Proof that the Jacobian Matrix Representing a Conservative Vector Field is Symmetric

Theorem
If  
\[\mathbf{F}\]
  is a continuously differentiable conservative vector field, then the Jacobian matrix representing  
\[\mathbf{F}\]
  is symmetric.
Proof
In general  
\[\mathbf{F}\]
  is a vector field with  
\[n\]
  components and  
\[n\]
  arguments.
We can write  
\[\mathbf{F} =(F_1 , F_2 , ...., F_n )\]
  and  
\[F_i = F_i (x_1 , x_2 , ..., x_n )\]
  for  
\[i = 1,2,3,..., n\]
.
Since  
\[\mathbf{F}\]
  is conservative there is some function  
\[f=f(x_1 , x_2 , ..., x_n )\]
  such that  
\[F_i = \frac{\partial f}{\partial x_i } , \: i=1,2,3,...,n\]

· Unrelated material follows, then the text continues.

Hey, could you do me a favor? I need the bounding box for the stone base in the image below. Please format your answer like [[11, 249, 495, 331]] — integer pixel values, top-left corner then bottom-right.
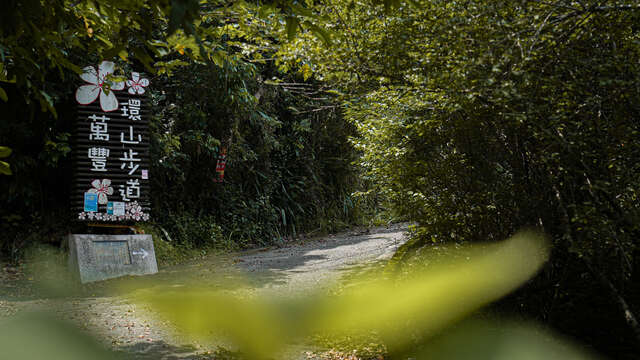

Differentiating the last expression with respect to  
\[x_k\]
  gives
\[\frac{\partial F_i}{\partial x_k} = \frac{\partial^2 f}{\partial x_k \partial x_i } = \frac{\partial^2 f}{\partial x_i \partial x_k } = \frac{\partial F_k}{\partial x_i}, \: i,k=1,2,3,...,n\]

\[\frac{\partial F_i}{\partial x_k}\]
  is the entry in the ith and kth column, so the matrix is symmetric.